By Hiroshi Hiyama
TOKYO - Top Japanese brokerage Nomura Holdings said Friday that it would temporarily cut its most senior executives' pay by as much as half in the wake of an embarrassing insider trading scandal at the firm.
Nomura announced the penalties at a hastily convened press briefing at its Tokyo headquarters where it also released the findings of a damning report into the leaking of material information by some of its employees.
The report said Japan's biggest brokerage was overrun with "serious systemic defects that would erode confidence in (Nomura) as a securities company".

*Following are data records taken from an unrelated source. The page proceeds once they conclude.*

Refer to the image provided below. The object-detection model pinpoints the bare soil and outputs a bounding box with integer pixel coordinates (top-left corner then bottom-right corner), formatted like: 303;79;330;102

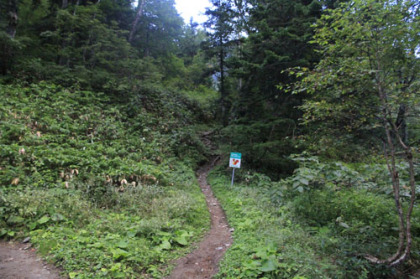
166;158;233;279
0;241;62;279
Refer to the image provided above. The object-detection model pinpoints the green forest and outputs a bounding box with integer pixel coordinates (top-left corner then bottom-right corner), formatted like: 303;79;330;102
0;0;419;278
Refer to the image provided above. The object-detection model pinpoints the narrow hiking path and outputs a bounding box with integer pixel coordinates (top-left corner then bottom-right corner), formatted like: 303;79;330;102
0;241;62;279
167;157;233;279
0;131;230;279
1;159;231;279
0;159;231;279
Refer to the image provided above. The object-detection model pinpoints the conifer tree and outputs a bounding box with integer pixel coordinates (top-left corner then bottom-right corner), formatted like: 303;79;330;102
204;0;236;126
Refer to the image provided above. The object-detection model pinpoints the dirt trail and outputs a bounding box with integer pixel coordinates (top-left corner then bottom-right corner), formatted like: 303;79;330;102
0;160;231;279
1;131;230;279
167;157;233;279
0;241;62;279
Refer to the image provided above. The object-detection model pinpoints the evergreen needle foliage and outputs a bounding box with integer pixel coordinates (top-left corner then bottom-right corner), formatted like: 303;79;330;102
1;0;419;277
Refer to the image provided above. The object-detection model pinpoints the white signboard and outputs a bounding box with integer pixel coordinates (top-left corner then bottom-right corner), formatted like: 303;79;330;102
229;152;241;168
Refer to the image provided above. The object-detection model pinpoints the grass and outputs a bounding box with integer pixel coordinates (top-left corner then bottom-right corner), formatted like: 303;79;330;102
208;163;420;279
208;168;337;279
1;157;210;279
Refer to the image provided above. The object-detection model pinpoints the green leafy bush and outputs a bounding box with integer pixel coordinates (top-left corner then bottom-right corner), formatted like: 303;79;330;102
209;155;420;278
0;82;210;278
208;169;337;279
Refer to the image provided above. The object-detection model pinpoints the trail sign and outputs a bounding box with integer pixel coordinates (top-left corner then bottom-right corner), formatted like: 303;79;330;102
229;152;242;168
229;152;242;186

Two compliance and institutional equity sales executives would resign, while Nomura also said it would suspend operations at its institutional sales department for three to five business days as it reviews its operations amid the spiralling crisis.
Nomura's top executives would take temporary pay cuts of between 10 and 50 per cent, with Chief Executive Kenichi Watanabe's compensation to be chopped in half for six months, the company said.
Nomura paid Watanabe about 128 million yen (S$1.98 million) in its latest fiscal year, according to a company filing.
"We sincerely apologise for causing a loss of confidence in this country's securities markets and we deeply regret the inconvenience we have caused all those affected," it said in a statement.
Watanabe, who said he would not resign, told reporters that "after reviewing the investigation reports, we acknowledge internal problems".
The report by a group of outside lawyers that Nomura hired to investigate its practices catalogued a culture that turned a blind eye to insider trading, which is illegal in Japan but usually carries token fines.
Sales staff tipped off clients about share sales and information often flowed freely between sales and Nomura's investment banking and research side, usually barred through a so-called Chinese Wall, the report said.
There was little or no training for younger employees about their ethical responsibilities, and "some instances of excessive entertainment of particular clients were found to be contrary to business ethics", it added.
Although it usually draws huge fines and jail time in the West, insider trading is largely tolerated in Japan with recent fines coming in at around just $1,500, while criminal convictions are few and far between.
But there has been renewed pressure to crack down on lax regulations and legal loopholes, which have dented Japan's corporate governance image.
Local media reports about the impending pay cuts earlier Friday sent Nomura shares 3.88 per cent higher at 294 yen in Tokyo.
Japan's market regulators are probing a series of insider trading cases as they ramp up their investigation of the widespread practice.
"Rigorous measures will be taken in line with the law," Financial Services Minister Tadahiro Matsushita told a news briefing Friday in response to questions about insider trading.
On Thursday, Japan's top-selling Yomiuri Shimbun newspaper said Tokyo's bourse would search the offices of dozens of brokerage houses as part of a wider investigation.
Earlier this month, Japan's market watchdog called for a New York firm to be slapped with a 14.7 million yen penalty for trading on confidential information about a $6.3 billion share sale by Tokyo Electric Power (TEPCO) in 2010.
That was its first-ever action against a foreign company for insider trading.
The probes by the Securities and Exchange Surveillance Commission have also focused on share sales reportedly underwritten by US-based investment bank JPMorgan.